Laszlo Galla and his son G.

This photo was taken on the 50th birthday of my son, G., in 2000 in Budapest. As you can see, we're both having fun, because my other son is on stage doing his show. We're very strong believers in humor. It was a birthday event, which was especially organized for G.

G. was a mediocre student until he was 13 or 14, when he decided to be a hotelier and from then on, he went up, and found his place very well, everywhere. After finishing the eight classes of middle school, he went to the Catering Technical School; that was four years and he graduated from there. Then he spent a year in the Beke Hotel kitchens, where he got a chef's training, and then he went to the Commerce and Catering Academy, which was for three years. He graduated from that one, and afterwards he did two years of supplemental courses at the Economics University, got his doctoral degree and became an economist.
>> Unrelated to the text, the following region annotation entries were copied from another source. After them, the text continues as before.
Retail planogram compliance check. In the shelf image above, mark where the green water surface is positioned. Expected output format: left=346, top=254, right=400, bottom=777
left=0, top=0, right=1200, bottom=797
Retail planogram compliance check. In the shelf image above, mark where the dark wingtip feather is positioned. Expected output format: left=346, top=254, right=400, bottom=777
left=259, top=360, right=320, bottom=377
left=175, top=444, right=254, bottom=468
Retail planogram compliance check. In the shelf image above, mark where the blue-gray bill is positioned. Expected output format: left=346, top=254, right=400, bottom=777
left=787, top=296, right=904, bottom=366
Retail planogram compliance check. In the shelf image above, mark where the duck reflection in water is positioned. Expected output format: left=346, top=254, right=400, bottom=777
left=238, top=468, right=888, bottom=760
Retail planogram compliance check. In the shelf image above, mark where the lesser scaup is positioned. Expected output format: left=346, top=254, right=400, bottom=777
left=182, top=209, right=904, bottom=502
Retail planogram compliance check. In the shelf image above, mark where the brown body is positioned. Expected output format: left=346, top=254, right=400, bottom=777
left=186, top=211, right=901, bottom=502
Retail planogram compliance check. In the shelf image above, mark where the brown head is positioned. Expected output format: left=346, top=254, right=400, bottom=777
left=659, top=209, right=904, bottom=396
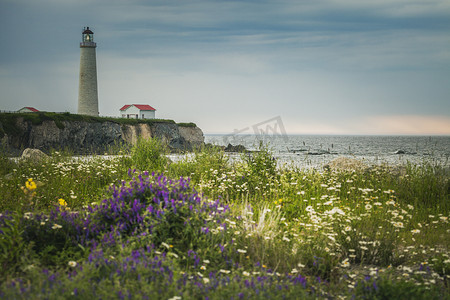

I spent two years in Tanzania and G. was there for more than a year - he was given a sabbatical by the college, and worked there in an English-Tanzanian hotel chain with great results.

G. knew he was Jewish but he wasn't circumcised. This subject was always, how shall I say, in the air, especially in the first years, when we were not far removed from it - you know, he was born in 1950 and the Holocaust lasted until 1945, but I never thought of, how shall I say, 'holding a course' on it. They had Christmas in their childhood. I didn't go to synagogue, and didn't live a religious life. Perhaps we spoke of Chanukkah, but no Chanukkah candles were lit at home, that's for sure. So he didn't grow up in the religious spirit. But he thinks of himself as Jewish. Perhaps more so than I do. He married a Jewish woman.